Rampell talks about what information each party in a transaction has access to. If we think about selling a used car, we can easily imagine how the seller knows more about the car than the buyer. Knowing just what “in great condition” means is the seller’s advantage. In the case of GEICO, their business is based on having a diverse group of good, average, and bad drivers who pay their premiums on time. When done properly at scale, managing this risk pool is very profitable. Can you spot any informational advantages that could be used against GEICO?
Ask a room of adults to raise their hand if they’re a good driver and most of the room will raise their hand. That’s not a good representation of who the average drivers are. Ask the same group to keep their hand up if they’ve had no tickets or accidents in the last few years and now we have a useful piece of information. These are the good drivers. While GEICO looks at a room and calculates their own actuarial average, a smart startup could leverage technology to be a lot more narrow in identifying their market.
What would happen if a risk pool was only made up with a few really good drivers with clean records who drove around with tracking devices? The cost of insuring them would be low because they’d never file claims. What if instead of saving 15% we asked if they met these criteria they could save 50%? Rampell says that we wouldn’t need to take all of GEICO’s market share, we’d only need about 20% of the good drivers to run them out of business. While there’s a moral dilemma behind this since it is insurance, the point is clear: the Achilles’ heel is in the assumptions. We have to understand them no matter which side we’re on.

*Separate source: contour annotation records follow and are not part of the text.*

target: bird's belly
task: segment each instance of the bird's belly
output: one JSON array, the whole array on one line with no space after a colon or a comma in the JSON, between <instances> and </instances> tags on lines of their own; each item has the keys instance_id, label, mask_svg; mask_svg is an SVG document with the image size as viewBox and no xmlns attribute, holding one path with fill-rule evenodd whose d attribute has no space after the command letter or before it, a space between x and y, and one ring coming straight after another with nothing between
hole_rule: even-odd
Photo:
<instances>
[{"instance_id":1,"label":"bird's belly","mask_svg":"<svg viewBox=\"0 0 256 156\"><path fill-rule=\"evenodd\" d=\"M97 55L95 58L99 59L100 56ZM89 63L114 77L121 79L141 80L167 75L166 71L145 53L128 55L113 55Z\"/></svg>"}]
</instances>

Too often people want us to focus on the market share stealing game of selling like-services against like-services as if the incumbents and the startups are all the same. Instead, recognize the opportunity that being different creates for each. Even dentists can differentiate to grow or maintain market share. If we’re just getting started in a field, we have to ask what narrow aspect of what the competition does could we excel at? If we’ve been in our field for a long time, we have to ask what’s the crown jewel of our business that we have to protect above all else?
Being special is a superpower. Find the assumptions and we’ll find the Achilles’ heel of any business. Whether incumbent or startup, know what matters most and focus, focus, focus.